My all-important lasagne tips
A must read before taking to the recipe!
- I use just regular egg lasagne that I buy in a supermarket in a box. Even if it says you don't need to boil it first, ignore that, ALWAYS boil it for a minute in salted water and lay it on a tea towel to drain.
- When making béchamel, always heat the milk first in a separate saucepan so it's scalding and add it all at one go.
- Don't add any weird things to your lasagne like mushrooms, chilli, garlic etc. The best lasagne is made with the most simple traditional ingredients.
- I always use the best quality tinned tomatoes (whole or chopped) that I pass through a mouli to get rid of the seeds etc. I enhance the sauce with tomato concentrate. These are way better than any of those exotic bottles/cartons of Passata di pomodoro or similar.
- Always let the lasagne rest for about 15 minutes when you remove it from the oven. Never try and cut it immediately as it needs time to rest so that the cheeses, béchamel and sauce can cling together. Also, lasagne tastes better when it is warm and not piping hot.
This recipe is sufficient for about 10 people with plenty to take home!
- Battuto of carrot, onion, celery and leek (a couple of each of these zapped in a food processor)
- Couple of little packets of pancetta
- 1 kg lean beef mince
- 1 kg lean pork mince
- 1 chicken neck, gizzard, heart, liver (optional)
- 1 cup dry white wine
- 7 tins (400g tins) plum or chopped tomatoes - passed through a mouli
- Tomato concentrate
- 1 tsp sugar (to counteract the acidity of the tomatoes)
- Salt and pepper
- Saute gently the battuto in olive oil and when the battuto is golden add the pancetta and chicken neck (etc) and the pork and beef mince.
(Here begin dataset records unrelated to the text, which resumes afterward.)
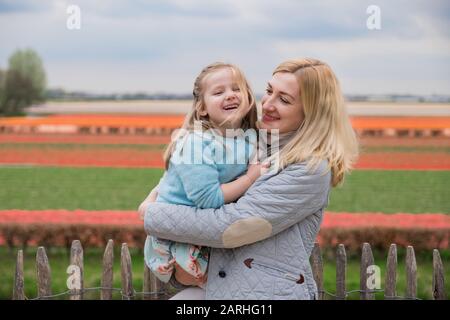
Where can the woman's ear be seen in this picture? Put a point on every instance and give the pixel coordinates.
(203, 113)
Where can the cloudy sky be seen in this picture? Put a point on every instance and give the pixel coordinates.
(161, 45)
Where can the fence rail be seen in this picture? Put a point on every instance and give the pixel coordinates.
(153, 289)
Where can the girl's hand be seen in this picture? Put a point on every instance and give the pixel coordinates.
(254, 171)
(150, 198)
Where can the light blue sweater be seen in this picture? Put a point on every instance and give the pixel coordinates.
(200, 163)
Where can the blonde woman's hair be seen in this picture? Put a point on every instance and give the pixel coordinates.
(326, 132)
(246, 110)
- When the meats are browned thoroughly make sure any lumps of meat are broken up and add the wine and let evaporate
- Add the salt and good ground of pepper and then the tomatoes and tomato paste.
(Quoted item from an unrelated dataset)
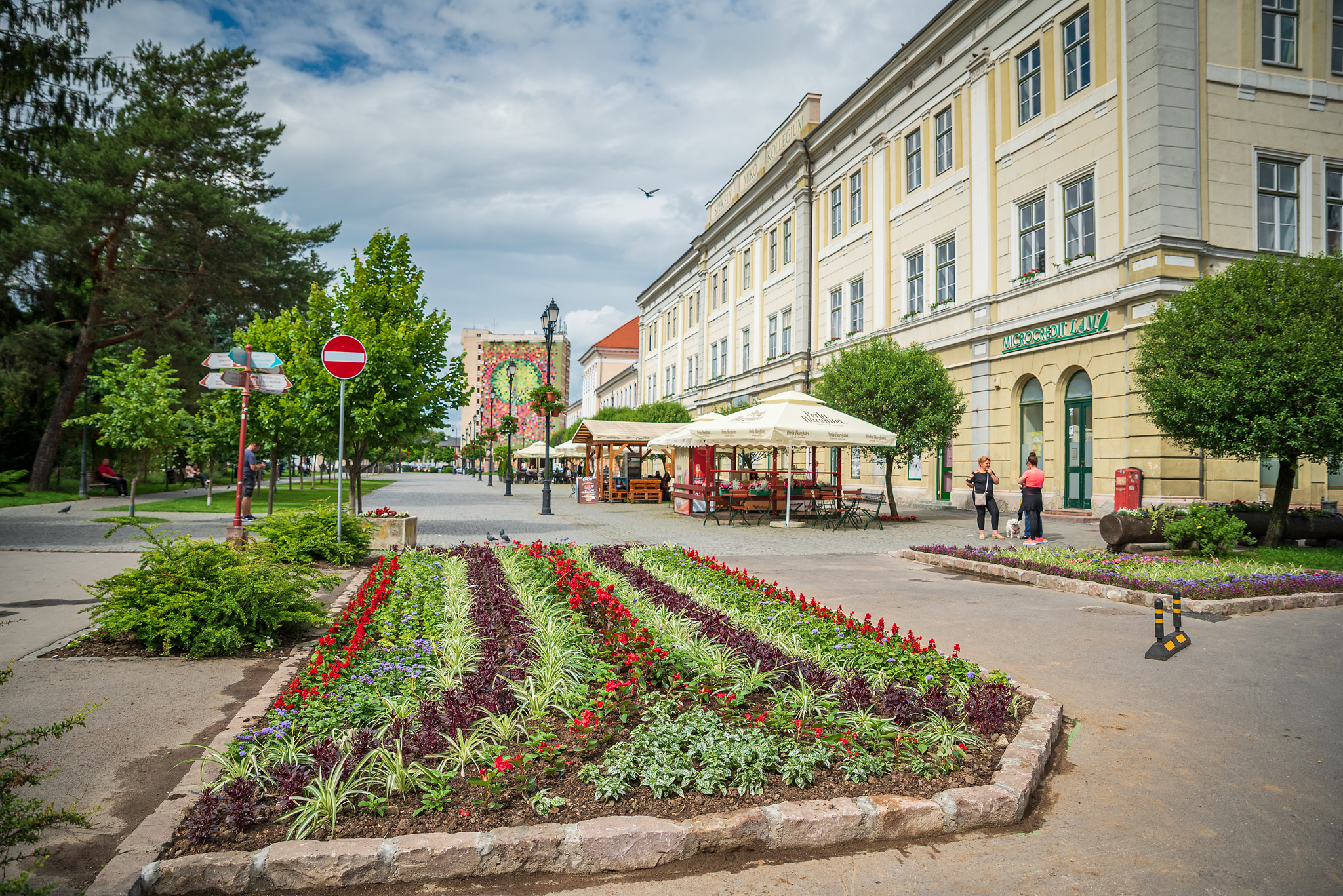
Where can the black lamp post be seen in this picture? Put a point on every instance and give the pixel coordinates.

- Bring to boil and cover, lowering the heat and simmer for two hours.
- Remove chicken necks/gizzards (if using them) and taste the ragu for salt, adding if necessary.
- Simmer another hour to reduce the liquid
- 8 tbsp. unsalted butter
- 3/4 cup flour
- 4 cups milk
- 1/2 tsp grated nutmeg
- 1/2 tsp salt
- freshly ground pepper
- Melt the butter over low heat and add the flour all at once. Stir rapidly with wire whisk until blended
- Heat milk to scalding and add it all at one to the butter/flour mixture stirring vigorously with a whisk. Continue cooking over medium heat stirring constantly until sauce has thickened and is smooth - about the consistency of a thin pudding.
- Add nutmeg, salt and few grinds of pepper
- Cool the sauce for about 15 minutes before using. It becomes firmer as it cools. You might have to add more milk once you start using it.
- Parmesan cheese - grated (as much as you want to add!)
- 1 kg Mozzarella - cut or grated thinly
Putting your lasagne together
- After the ragu is done and the béchamel is cooling, cut or grate the mozzarella.
- Bring a large saucepan of water to the boil and add 6 tsp salt. Drop the rectangles of lasagne in the salted water (I add 6 at a time) and leave them in the boiling water for 1 minute
- Take out with a perforated spoon and drain on a tea towel - don't stack as they stick together. Put in another 6 rectangles etc etc
- Ladle a thin layer of rag in the base of a large oven-proof dish (14" x 10" x 3" is a good size). Cover with pieces of pasta, a layer of sauce, some béchamel, sprinkle with parmesan and mozzarella
- Repeat the layering until the dish is nearly filled. Finish with a good layer of ragu, béchamel, parmesan and mozzarella which will give a nice crust.
- Bake in 350F oven for 30 minutes or more if needed.
- Cool for 15 minute before cutting so that the sauce and cheeses and béchamel cling together and the lasagne can be cut into slices.
Enjoy and don't forget to eat it cold for breakfast the following morning straight from the dish as that is the ultimate decadence!